During this COVID-19 pandemic, landlords have two big possible problems:
Tenants who can’t pay the rent.
Tax losses that they can’t deduct.
We’ll start with the tenants and then move on to the rental property tax-loss issues.
For the first time in U.S. history, residential landlords are subject to a sweeping nationwide federal moratorium on evictions for non-payment of rent through the end of 2020.
With expanded unemployment benefits expiring and limited government rent assistance available to struggling tenants, it’s likely that millions of tenants will be unable to pay all or part of their rent in the coming months.
There is no moratorium on landlords’ responsibility to pay their bills. Thus, landlords need to prepare for some of the rockiest times in decades.
The Federal Moratorium on Residential Evictions
The Centers for Disease Control and Prevention (CDC) and the Department of Health and Human Services issued the latest federal moratorium on evictions.

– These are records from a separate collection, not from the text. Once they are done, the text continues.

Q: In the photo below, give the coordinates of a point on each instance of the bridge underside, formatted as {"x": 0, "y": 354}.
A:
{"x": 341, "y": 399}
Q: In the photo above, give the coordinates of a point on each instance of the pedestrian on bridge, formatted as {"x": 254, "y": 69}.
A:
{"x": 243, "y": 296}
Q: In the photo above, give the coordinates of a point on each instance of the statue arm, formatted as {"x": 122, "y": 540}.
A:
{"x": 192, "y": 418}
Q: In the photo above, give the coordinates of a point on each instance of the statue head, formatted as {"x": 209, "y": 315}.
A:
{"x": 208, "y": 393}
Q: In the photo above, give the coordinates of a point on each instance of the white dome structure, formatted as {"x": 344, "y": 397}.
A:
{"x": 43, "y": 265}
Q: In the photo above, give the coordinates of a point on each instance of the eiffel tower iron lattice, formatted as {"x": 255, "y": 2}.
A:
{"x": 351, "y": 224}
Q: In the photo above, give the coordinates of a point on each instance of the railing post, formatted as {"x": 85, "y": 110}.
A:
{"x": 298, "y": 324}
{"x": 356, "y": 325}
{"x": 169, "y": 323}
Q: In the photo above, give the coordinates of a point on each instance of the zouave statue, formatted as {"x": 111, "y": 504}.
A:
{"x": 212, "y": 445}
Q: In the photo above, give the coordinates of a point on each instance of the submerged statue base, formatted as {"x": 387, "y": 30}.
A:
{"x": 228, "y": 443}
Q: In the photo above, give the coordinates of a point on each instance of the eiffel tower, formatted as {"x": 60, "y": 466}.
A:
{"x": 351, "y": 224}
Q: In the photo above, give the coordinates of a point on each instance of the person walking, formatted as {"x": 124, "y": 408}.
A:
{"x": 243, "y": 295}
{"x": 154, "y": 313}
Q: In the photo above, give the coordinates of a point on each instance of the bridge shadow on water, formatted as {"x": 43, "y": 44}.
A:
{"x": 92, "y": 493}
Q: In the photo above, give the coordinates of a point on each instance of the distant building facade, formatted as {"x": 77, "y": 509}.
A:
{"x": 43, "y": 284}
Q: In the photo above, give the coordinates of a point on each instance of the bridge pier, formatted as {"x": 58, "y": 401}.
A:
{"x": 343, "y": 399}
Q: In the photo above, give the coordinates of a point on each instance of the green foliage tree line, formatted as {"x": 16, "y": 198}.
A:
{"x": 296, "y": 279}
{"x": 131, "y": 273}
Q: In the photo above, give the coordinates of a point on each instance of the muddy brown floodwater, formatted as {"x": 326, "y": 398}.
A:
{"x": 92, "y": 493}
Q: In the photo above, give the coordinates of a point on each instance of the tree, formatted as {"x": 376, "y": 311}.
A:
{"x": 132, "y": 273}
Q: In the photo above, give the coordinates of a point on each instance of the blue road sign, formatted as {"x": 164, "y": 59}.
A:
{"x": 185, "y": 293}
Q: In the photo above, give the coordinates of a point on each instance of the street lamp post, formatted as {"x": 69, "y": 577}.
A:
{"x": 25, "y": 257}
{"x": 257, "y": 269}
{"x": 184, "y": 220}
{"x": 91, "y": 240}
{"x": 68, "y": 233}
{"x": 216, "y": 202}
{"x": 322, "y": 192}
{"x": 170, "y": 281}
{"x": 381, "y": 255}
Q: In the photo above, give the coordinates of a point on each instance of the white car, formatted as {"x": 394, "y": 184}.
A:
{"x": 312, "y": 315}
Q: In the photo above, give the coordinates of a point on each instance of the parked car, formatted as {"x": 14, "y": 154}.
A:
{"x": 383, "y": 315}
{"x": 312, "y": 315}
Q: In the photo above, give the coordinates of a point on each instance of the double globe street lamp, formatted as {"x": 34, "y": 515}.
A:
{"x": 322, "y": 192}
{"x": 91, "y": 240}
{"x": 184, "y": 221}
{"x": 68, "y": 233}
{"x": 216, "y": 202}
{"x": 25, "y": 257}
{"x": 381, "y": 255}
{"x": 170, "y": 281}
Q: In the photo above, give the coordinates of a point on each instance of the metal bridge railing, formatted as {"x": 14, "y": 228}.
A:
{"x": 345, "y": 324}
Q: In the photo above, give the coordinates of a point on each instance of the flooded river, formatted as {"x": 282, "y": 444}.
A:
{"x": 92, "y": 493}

It is an emergency health measure intended to help prevent the spread of COVID-19.
The CDC order is effective September 4, 2020, through December 31, 2020. The order replaces an eviction moratorium put in place on March 27, 2020, by the CARES Act that expired July 24, 2020.
The CDC order generally bars residential landlords from evicting tenants for non-payment of rent if a tenant’s estimated 2020 income is no more than $99,000 (single) or $198,000 (married, filing jointly).
Unlike the CARES Act moratorium, which applied only to multi-family rental properties with rental subsidies or federally backed mortgages, the CDC order applies to all types of residential rentals: houses, duplexes, apartment buildings, mobile homes, and mobile home spaces. There is no requirement that the rental be federally financed or rent subsidized.